Am Fuße eines Sandhügels am Saum dieses Waldes, wo hohe Bäume aufragten und das braune Laub des Herbstes raschelte, saßen an einem schönen Nachmittag, etwa drei Tage nach der Flucht des jungen Ritters aus dem Schloss von Nottingham, der alte Graf von Monthermer, sein Neffe Hugh, sechs oder acht von dessen Dienstleuten und vier von den Männern des kühnen Geächteten und verzehrten ihr ländliches Waldmahl.
Der alte Graf und seine Dienstleute hatten alle das grüne Kleid der Waidleute angelegt, während Hugh so gekleidet war, wie er den Hof verlassen hatte. Er hoffte täglich, die Nachricht zu erhalten, dass Prinz Edward ihn vor dem König gerechtfertigt und sich seiner Sache bei dem alten Grafen von Ashby mit Erfolg angenommen hatte.
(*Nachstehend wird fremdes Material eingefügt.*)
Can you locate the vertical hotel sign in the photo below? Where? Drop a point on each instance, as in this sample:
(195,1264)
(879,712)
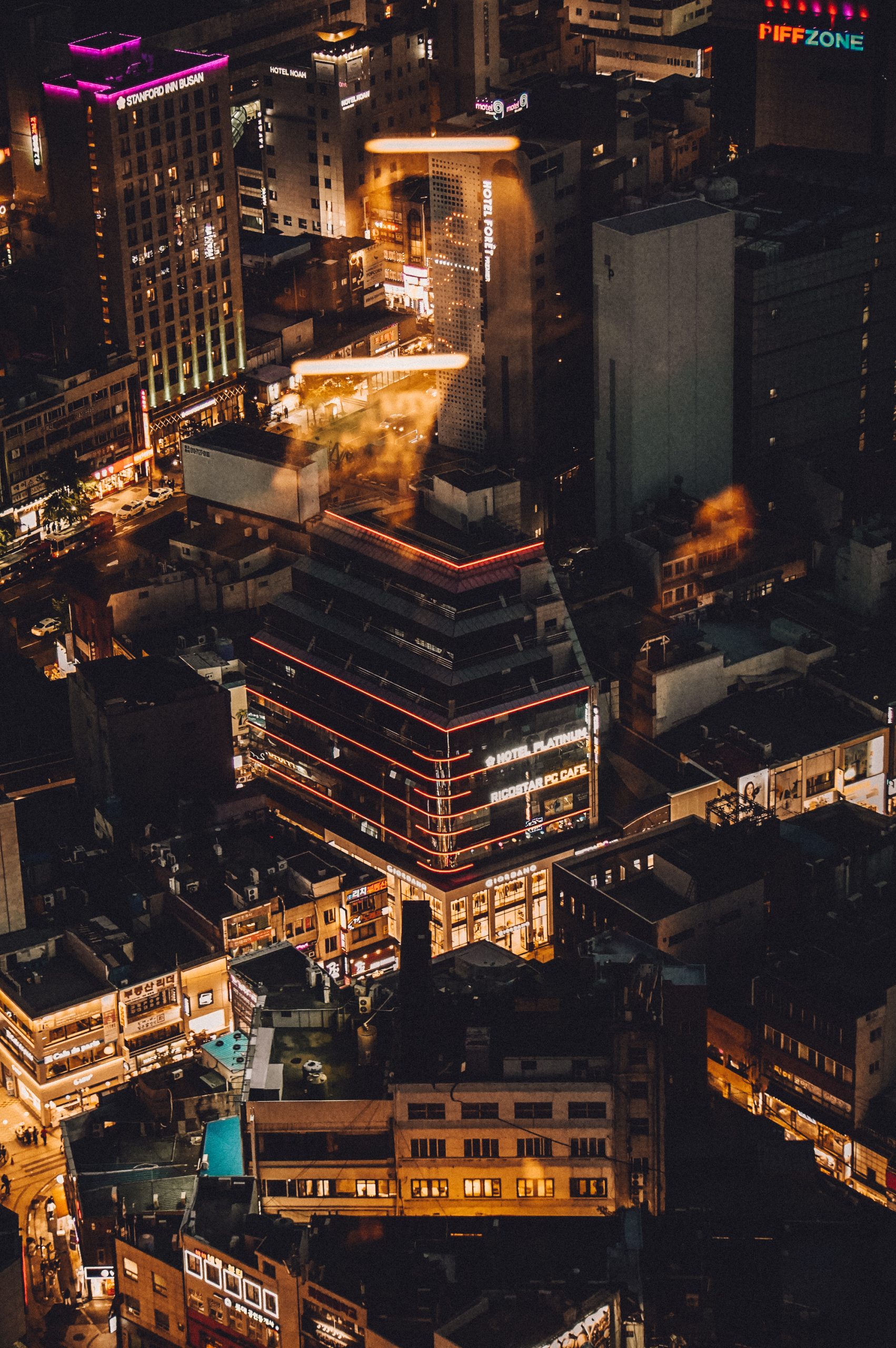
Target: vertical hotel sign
(34,130)
(488,225)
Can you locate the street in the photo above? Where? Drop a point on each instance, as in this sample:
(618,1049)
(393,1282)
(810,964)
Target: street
(30,600)
(35,1175)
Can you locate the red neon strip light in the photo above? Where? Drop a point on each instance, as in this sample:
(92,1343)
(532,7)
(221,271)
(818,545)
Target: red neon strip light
(453,730)
(434,557)
(538,701)
(288,656)
(297,781)
(506,836)
(367,749)
(371,786)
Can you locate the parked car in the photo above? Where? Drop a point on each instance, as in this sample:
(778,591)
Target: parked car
(46,627)
(157,497)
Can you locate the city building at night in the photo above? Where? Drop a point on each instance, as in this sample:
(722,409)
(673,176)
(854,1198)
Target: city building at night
(814,347)
(651,39)
(146,203)
(518,312)
(663,339)
(423,697)
(160,715)
(223,1274)
(316,107)
(549,1099)
(92,414)
(259,882)
(791,747)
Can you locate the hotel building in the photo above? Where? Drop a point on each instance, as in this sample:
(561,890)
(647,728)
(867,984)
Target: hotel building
(316,112)
(427,706)
(145,188)
(507,263)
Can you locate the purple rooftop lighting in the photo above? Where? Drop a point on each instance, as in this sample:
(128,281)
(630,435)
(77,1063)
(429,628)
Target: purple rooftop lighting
(104,45)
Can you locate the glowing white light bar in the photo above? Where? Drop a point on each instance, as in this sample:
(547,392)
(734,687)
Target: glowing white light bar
(441,145)
(376,364)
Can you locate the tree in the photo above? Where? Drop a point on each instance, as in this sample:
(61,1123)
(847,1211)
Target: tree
(66,501)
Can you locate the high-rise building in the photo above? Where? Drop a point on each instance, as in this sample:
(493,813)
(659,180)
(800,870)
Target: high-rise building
(507,292)
(663,339)
(651,38)
(814,344)
(145,189)
(316,111)
(423,699)
(146,731)
(469,53)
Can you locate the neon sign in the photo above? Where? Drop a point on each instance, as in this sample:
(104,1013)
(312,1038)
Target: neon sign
(552,742)
(538,784)
(488,225)
(35,141)
(795,35)
(160,91)
(497,108)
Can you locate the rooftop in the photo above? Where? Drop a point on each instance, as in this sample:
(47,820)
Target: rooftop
(223,1146)
(663,217)
(247,442)
(115,65)
(122,685)
(775,726)
(50,982)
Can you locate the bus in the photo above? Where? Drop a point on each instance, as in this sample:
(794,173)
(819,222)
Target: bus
(22,560)
(89,531)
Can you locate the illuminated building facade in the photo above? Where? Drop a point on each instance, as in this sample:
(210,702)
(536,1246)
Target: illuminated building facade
(647,37)
(433,708)
(469,53)
(145,188)
(663,340)
(507,288)
(317,110)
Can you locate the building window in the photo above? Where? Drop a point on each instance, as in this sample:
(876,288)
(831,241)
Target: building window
(588,1146)
(429,1188)
(534,1147)
(371,1190)
(586,1110)
(422,1147)
(426,1111)
(534,1188)
(480,1146)
(481,1188)
(533,1110)
(592,1188)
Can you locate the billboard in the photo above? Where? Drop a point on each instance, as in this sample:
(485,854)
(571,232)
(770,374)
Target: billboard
(276,491)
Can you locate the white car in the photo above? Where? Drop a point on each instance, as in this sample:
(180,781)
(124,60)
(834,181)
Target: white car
(157,497)
(130,511)
(46,627)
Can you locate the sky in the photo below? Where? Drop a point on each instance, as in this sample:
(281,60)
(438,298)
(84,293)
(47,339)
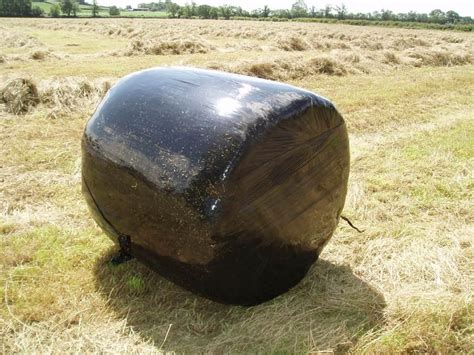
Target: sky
(463,7)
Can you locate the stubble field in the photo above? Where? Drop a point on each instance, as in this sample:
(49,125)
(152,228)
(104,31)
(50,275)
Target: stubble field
(404,285)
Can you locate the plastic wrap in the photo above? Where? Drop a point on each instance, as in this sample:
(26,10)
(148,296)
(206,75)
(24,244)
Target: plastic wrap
(228,185)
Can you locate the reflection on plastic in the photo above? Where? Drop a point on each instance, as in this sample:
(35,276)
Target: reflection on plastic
(228,185)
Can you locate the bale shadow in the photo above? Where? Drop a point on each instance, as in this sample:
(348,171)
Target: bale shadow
(329,309)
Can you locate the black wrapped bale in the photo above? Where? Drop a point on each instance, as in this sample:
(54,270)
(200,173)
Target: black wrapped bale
(228,185)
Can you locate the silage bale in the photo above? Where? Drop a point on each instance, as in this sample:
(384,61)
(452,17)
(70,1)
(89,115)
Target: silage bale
(226,184)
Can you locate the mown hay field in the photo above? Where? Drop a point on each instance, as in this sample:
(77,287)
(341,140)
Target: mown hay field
(404,285)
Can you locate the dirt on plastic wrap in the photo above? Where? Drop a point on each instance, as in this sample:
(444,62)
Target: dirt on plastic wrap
(228,185)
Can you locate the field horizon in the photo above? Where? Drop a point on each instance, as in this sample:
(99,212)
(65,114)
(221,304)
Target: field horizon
(404,285)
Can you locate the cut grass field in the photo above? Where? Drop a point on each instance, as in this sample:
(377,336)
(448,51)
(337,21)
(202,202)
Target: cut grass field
(404,285)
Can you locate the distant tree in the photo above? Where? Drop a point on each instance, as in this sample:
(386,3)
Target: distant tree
(95,8)
(66,7)
(55,10)
(15,7)
(341,11)
(299,9)
(114,11)
(37,11)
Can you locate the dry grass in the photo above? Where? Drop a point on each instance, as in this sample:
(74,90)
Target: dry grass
(403,286)
(19,95)
(173,47)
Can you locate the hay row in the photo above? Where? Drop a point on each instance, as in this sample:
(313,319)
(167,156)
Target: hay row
(60,96)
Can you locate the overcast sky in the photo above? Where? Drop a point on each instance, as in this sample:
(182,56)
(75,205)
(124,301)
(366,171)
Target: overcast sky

Er hegte nicht die Absicht, die Lebensweise oder die Tracht eines Geächteten anzunehmen, solange Prinz Edward am Hof seinem tyrannischen Vater offen entgegentrat.
Sein Oheim entstammte aber einer etwas geradlinigeren Schule des Rittertums, so dass er alles, was Unterwerfung unter den Thron Heinrichs bedeutete, grundsätzlich ablehnte, obwohl er sich nicht der Ansicht verschließen konnte, dass Prinz Edward bei seinem Wirken zum Wohle des Volkes gewichtige Bundesgenossen gegen seinen Vater und dessen einflussreiche Ratgeber, Pembroke und Mortimer, brauchte. Zudem hatte er von seiner frühesten Jugend an ein Leben voller Abenteuer und Entbehrungen kennengelernt. Das wilde Treiben im Walde, die Jagd, der beständige Wechsel der Umstände und der Umgebung und selbst die Gefahren des Lebens eines Geächteten waren ihm ebenso angenehm wie sie ihm wohltaten.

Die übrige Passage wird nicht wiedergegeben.